May 9, 2008 at 1:15 pm
I have two tables in a SQL 2005 database. One has a row for each data item and day in a period of time and the other has rows for only selected days. I've written a query which joins the two such that for each day I have the specified row from the first table joined to the row in the second table such that it gives me the data for the day in the most recent past relative to the day in the first row.

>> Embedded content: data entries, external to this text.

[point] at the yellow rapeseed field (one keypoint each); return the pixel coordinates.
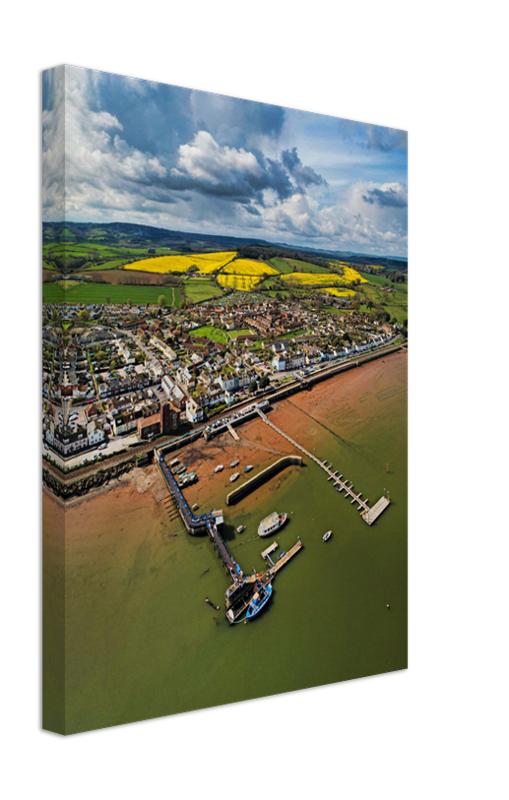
(206, 262)
(243, 274)
(304, 279)
(338, 292)
(243, 283)
(244, 266)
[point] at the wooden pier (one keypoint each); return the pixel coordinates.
(281, 562)
(366, 515)
(232, 431)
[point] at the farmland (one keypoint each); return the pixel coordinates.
(205, 262)
(338, 292)
(98, 292)
(244, 274)
(214, 334)
(308, 280)
(198, 289)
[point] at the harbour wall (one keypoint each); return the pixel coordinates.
(261, 477)
(80, 487)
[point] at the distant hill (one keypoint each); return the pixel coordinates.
(134, 234)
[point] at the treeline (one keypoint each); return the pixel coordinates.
(265, 252)
(393, 275)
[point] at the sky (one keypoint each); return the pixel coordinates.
(122, 149)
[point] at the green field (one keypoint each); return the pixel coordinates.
(214, 334)
(97, 293)
(198, 289)
(395, 303)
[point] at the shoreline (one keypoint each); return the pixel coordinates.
(301, 417)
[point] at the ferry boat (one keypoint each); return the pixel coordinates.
(271, 523)
(259, 600)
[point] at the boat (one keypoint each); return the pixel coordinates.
(271, 523)
(259, 600)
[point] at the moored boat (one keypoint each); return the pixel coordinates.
(259, 600)
(271, 523)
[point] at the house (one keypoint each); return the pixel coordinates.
(194, 411)
(149, 425)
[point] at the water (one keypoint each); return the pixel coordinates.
(142, 643)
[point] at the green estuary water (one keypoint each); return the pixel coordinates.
(142, 643)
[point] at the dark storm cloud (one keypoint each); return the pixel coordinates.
(386, 197)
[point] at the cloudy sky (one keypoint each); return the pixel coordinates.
(134, 150)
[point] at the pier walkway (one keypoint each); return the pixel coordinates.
(197, 523)
(239, 594)
(369, 514)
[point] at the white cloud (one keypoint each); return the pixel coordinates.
(205, 160)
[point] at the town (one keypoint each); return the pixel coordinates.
(118, 376)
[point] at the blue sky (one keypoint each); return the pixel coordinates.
(133, 150)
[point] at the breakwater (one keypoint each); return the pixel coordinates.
(261, 477)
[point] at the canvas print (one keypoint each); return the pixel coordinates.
(224, 399)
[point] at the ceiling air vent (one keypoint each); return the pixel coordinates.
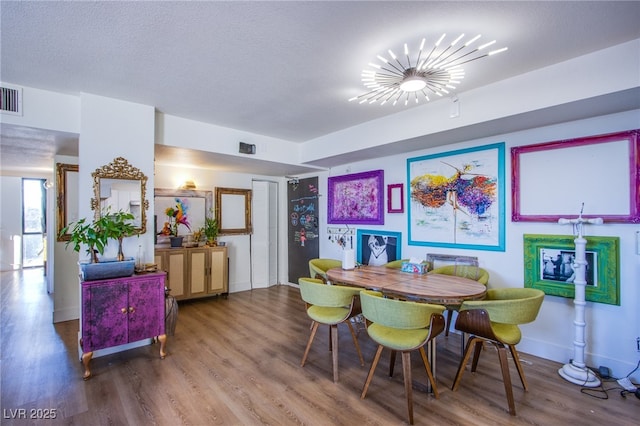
(11, 100)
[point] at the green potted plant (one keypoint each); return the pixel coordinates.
(117, 226)
(87, 233)
(211, 230)
(96, 235)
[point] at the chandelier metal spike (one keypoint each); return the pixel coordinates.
(434, 73)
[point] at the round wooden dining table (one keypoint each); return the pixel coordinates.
(431, 288)
(440, 289)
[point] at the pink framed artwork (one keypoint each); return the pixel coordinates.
(395, 198)
(552, 180)
(356, 198)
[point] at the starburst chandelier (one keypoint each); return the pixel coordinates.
(435, 72)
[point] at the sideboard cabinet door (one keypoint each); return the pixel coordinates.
(121, 310)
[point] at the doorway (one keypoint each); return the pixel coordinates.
(264, 239)
(34, 222)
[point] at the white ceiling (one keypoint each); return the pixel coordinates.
(281, 69)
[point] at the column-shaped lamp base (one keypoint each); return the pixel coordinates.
(579, 376)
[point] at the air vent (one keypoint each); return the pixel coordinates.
(11, 100)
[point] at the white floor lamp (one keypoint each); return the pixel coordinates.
(576, 371)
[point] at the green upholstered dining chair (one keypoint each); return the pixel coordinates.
(330, 305)
(395, 264)
(495, 320)
(467, 271)
(401, 326)
(318, 267)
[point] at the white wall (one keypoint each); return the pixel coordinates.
(611, 330)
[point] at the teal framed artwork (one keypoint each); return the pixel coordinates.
(548, 266)
(456, 199)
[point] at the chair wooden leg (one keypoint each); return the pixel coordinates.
(476, 353)
(355, 341)
(427, 367)
(314, 328)
(502, 354)
(448, 326)
(392, 362)
(463, 362)
(334, 351)
(516, 360)
(408, 384)
(374, 364)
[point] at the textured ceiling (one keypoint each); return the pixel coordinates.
(282, 69)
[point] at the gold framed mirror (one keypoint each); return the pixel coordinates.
(233, 211)
(66, 199)
(120, 186)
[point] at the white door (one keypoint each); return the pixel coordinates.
(264, 239)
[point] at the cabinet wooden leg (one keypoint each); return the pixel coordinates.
(86, 359)
(163, 341)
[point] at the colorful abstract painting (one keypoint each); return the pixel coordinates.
(356, 198)
(457, 198)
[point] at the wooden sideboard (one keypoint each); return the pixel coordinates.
(118, 311)
(194, 272)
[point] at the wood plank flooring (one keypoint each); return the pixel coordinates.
(236, 361)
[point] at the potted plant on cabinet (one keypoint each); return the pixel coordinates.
(95, 236)
(117, 226)
(211, 230)
(83, 232)
(177, 216)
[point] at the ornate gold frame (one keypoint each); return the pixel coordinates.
(238, 196)
(61, 200)
(120, 168)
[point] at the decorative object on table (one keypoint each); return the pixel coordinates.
(376, 247)
(541, 168)
(107, 269)
(118, 225)
(495, 320)
(457, 199)
(548, 266)
(414, 266)
(432, 71)
(356, 198)
(210, 230)
(197, 235)
(576, 371)
(395, 198)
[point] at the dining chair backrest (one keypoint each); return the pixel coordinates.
(509, 305)
(467, 271)
(394, 313)
(315, 292)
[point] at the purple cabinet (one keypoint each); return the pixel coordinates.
(122, 310)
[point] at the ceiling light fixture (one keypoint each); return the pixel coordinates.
(433, 73)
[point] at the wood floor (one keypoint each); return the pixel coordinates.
(236, 361)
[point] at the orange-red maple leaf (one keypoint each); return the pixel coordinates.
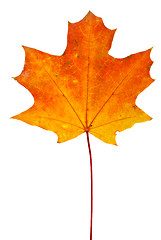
(85, 89)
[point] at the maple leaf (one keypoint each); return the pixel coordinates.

I know that sounds confusing but it's really pretty straightforward. See the sample queries below. I think they'll illustrate what I am trying to say much better than I can.
Anyway, the query returns the exact result for which I'm looking but it performs horribly. There are about five million rows in one table and several hundred thousand in the sparse table. I believe the bottleneck is the correlated sub-query. I think it is creating a form of RBAR. Is there anyway to write a similar query without the correlated sub-query? I think the answer lies in windowing functions but I cannot seem to get them to work the way I want.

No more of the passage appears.